New Delhi (Aryavarth) The Supreme Court on Wednesday issued a notice on a clutch of pleas challenging the election of External Affairs Minister S. Jaishankar to the Rajya Sabha from Gujarat.
Senior advocate Kapil Sibal contended before a bench headed by Chief Justice S.A. Bobde and comprising Justices A.S. Bopanna and V. Ramasubramanian that a date should be fixed for hearing the matter. One of the petitions against Jaishankar has been filed by Congress leader Gaurav Pandya.
The bench said in its order: “Delay condoned. Issue notice returnable on December 8 (a non-miscellaneous day). Waive service on the respondents since Swarupama Chaturvedi, learned counsel, is appearing on behalf of those respondents. Reply affidavit, if any, be filed by the respondents in the meantime. Let notice be issued to other respondent(s), if any.” Senior advocate Harish Salve, appearing for Jaishankar, accepted the notice.
The pleas are connected with the 2019 Rajya Sabha bypolls on two seats in Gujarat. The BJP candidates won both the seats. The plea raised issues in connection with the powers of the Election Commission’s to issue separate notifications for holding bypolls for casual and regular vacancies in the Rajya Sabha.

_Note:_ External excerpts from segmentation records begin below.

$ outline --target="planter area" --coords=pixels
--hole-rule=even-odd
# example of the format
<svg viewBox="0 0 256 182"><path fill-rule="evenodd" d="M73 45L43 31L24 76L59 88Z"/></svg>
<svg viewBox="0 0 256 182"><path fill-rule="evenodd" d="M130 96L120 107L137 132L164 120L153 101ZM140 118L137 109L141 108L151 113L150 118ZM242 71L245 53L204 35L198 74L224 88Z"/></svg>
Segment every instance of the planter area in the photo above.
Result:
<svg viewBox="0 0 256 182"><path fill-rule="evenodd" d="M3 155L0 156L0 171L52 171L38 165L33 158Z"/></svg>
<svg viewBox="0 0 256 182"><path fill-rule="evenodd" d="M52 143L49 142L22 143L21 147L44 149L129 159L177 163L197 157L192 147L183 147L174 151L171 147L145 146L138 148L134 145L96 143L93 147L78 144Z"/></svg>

Earlier, the top court had observed that it may pass an order in connection with the powers of the EC on the issuance of separate notifications for holding bypolls for regular and casual elections to fill vacancies in the Rajya Sabha.
On February 4, the Gujarat High Court had dismissed the plea filed by Pandya against Jaishankar’s election to the Rajya Sabha. The high court had also dismissed two other petitions filed by Congress leaders Chandrikaben Chudasama and Pareshkumar Dhanani, which challenged the election of BJP candidate Jugalji Thakore.
Both Jaishankar and Thakore were elected to the Rajya Sabha on July 5 last year from seats vacated by Union ministers Amit Shah and Smriti Irani. Jaishankar and Thakore had defeated Congress candidates Pandya and Chudasama, respectively.
The Congress leaders had moved the high court citing that the Election Commission’s notifications, which treated the two vacant seats to be of different categories and as a result required separate bypolls, were “illegal and in violation of the provisions of the Constitution, the Representation of People (RP) Act, 1951 and the Conduct of Election Rules, 1961”.